As any Hadoop systems, Hive is a read-only system it only allows insert and insert overwrite the entire table or partitions. Our backend system is MS SQL we use Hive to mash the data and move the data to Elasticsearch and ES serves the analytics requests. But when rows are updated in SQL we have to pass the update all the way to ES, this means we have to update the hive data. This post describes how we achieved pseudo updates in Hive. To start with the SQL tables for example is
Id Value 1 "hi" 2 "hellp"
We sqooped the data into Hive tables. And now we updated the hellp to hello in SQL. To update the same in Hive we have to delete the hive table/partition and re-insert the data in hive.
To solve this problem we started by adding a modified date column to the SQL table which is updated by a SQL trigger. The incremental sqoop job appends the modified rows to the Hive table. Now the hive table has both hello and hellp. Hello with a more recent modified date.
We started by group the rows by id and sorting them by modified date
select id, value, modifieddatetime from table1 distribute by id sort by id, modifieddatetime desc
Next, we start by ranking all the rows using a Hive UDF.
select id, value, modifieddatetime, rank(id) krank from( select id, value, modifieddatetime from table distribute by id sort by id, modifieddatetime desc) t1)

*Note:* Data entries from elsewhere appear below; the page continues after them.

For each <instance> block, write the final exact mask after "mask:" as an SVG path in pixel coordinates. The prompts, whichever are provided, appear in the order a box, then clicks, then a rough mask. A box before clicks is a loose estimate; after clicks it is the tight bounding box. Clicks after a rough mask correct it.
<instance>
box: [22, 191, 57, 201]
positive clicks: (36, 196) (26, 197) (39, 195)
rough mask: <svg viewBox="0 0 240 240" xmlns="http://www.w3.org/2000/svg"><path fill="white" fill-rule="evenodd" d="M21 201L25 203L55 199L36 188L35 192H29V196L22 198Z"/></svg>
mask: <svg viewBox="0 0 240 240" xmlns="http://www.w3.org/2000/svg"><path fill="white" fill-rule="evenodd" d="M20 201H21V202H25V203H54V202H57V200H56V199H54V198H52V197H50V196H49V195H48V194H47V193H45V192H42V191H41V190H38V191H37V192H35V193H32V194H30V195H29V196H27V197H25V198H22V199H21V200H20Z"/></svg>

select id from (select id, value, modifieddatetime, rank(id) krank from( select id, value, modifieddatetime from table distribute by id sort by id, modifieddatetime desc) t1) t2 where t2.krank = 1 group by id;
To insert the data into Elasticsearch, data is inserted into Hive external tables with elasticsearch storage handler. And the updated data is passed along to ES. We could use the same to save the data to a new partition or run MR jobs.